The main ritual was well-attended, and went really well. First, everyone took a handful of compost and filled it with all the negativity of their darkest fears, anger and frustrations. Then, with a circling chant widdershins, we deposited it into a cauldron. Next, each person took a handful of seeds and filled them with their hopes and 2020 Visions. With another circling chant deosil we placed the seeds into the cauldron of compost and charged them to grow…

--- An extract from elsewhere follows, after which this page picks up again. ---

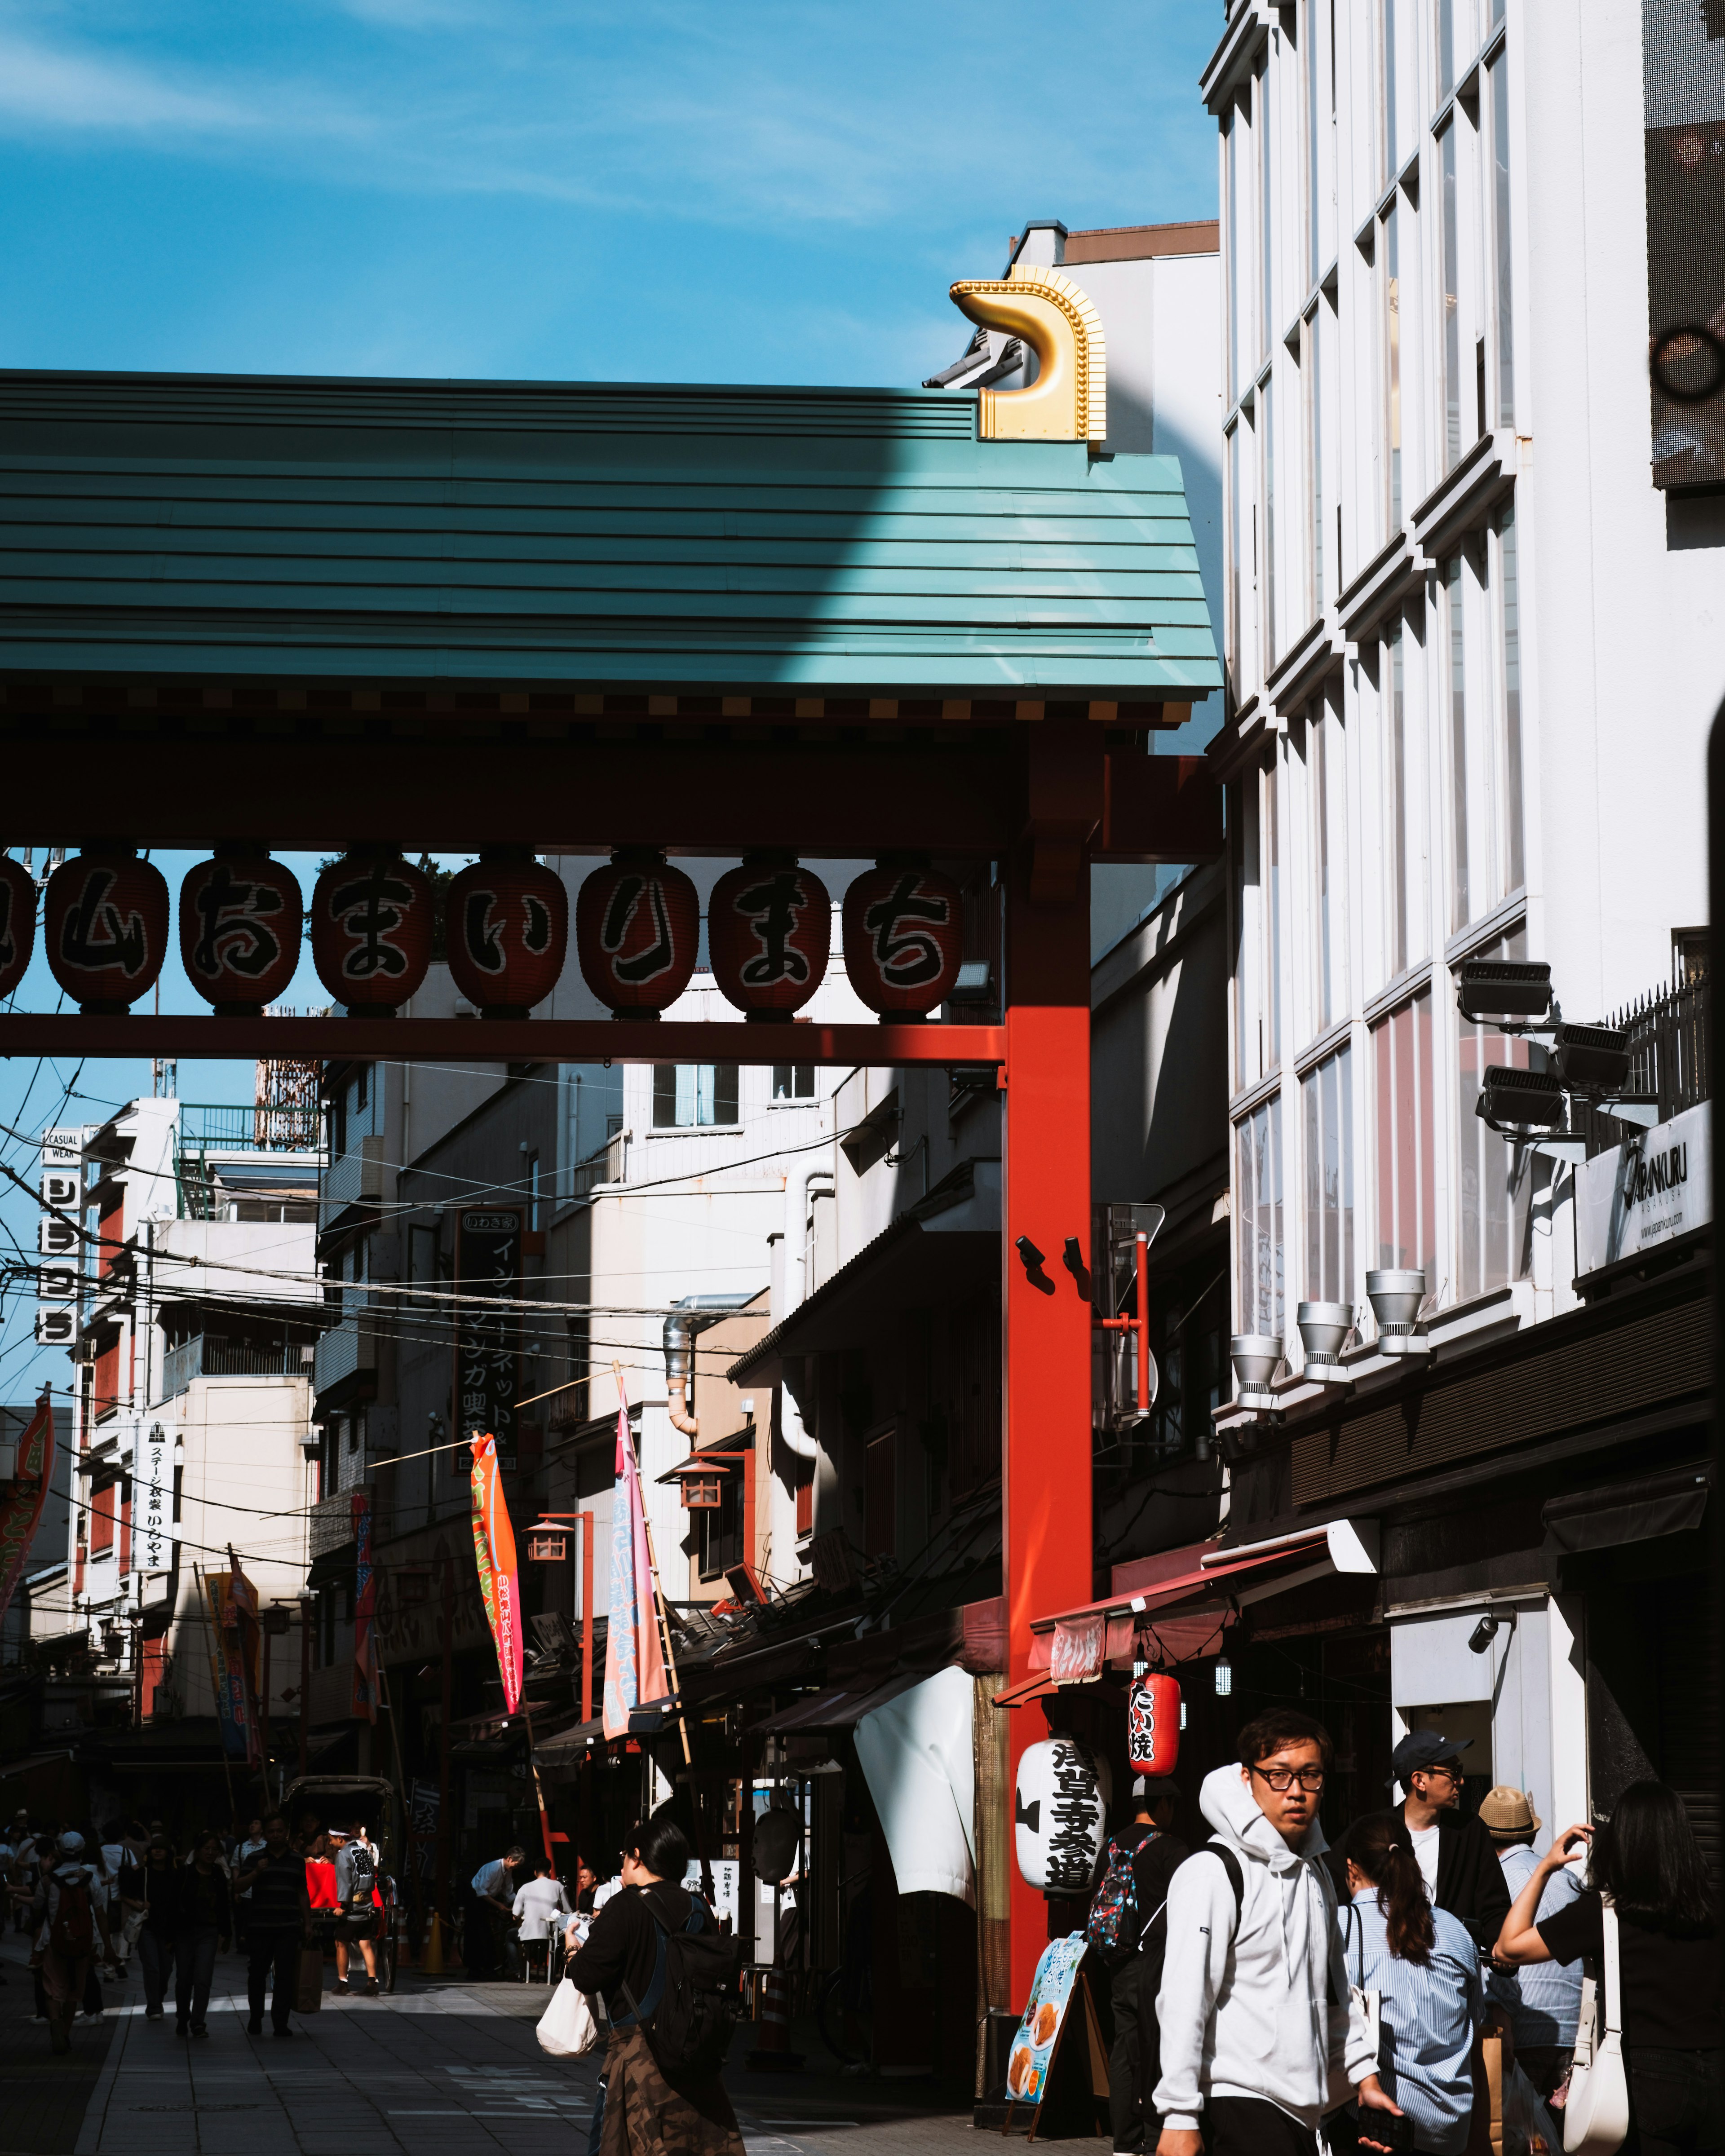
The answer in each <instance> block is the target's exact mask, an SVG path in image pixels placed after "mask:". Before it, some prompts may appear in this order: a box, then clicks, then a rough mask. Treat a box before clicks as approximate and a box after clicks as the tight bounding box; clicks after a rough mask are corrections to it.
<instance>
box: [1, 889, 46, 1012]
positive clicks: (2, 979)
mask: <svg viewBox="0 0 1725 2156" xmlns="http://www.w3.org/2000/svg"><path fill="white" fill-rule="evenodd" d="M34 949H37V880H34V875H30V871H28V869H26V867H24V862H22V860H13V858H11V854H0V996H11V992H13V990H15V987H17V983H19V981H22V979H24V975H26V970H28V966H30V953H32V951H34Z"/></svg>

Sunday I drove up to Florissant to see Carolyn Clark at Christian Hospital. Ordained by CAW at Beltaine of 1973, she was the first Priestess in the western world to be ordained by a legally-recognized church since Emperor Justinian closed the ancient Pagan temples throughout the Roman Empire in the 6th century CE. Carolyn served as CAW’s High Priestess from 1973-1979, to be succeeded by Morning Glory (ordained at Lughnasadh 1974). Now she is very ill, and can barely move—though she says she’s getting better, and she looks forward to writing the story of her life, with a ghostwriter to help. We talked for several hours, and I fed her lunch by the spoonful. So many sweet memories!
After leaving Carolyn, I drove to University City to stay the night with Pendragon. A highly-trained academic artist—sculptor, painter, and art historian—she came into my life shortly after I met Morning Glory in 1973, and the two of them became best friends and sisters. We modeled for each other, and my drawing of her as Lilith appeared as the cover of Green Egg #74 (Samhain 1974), and on the back of her Pendragon Tarot deck. We had so much to talk about!
And Tuesday afternoon I drove four hours to West Plains, where I’ve been relaxing and catching up before the Gathering begins tomorrow. A number of people are here already fixing up the facilities. In the evenings we’ve been playing “Magic the Gathering” and watching movies: Stardust, Bruce Almighty, and Addams Family.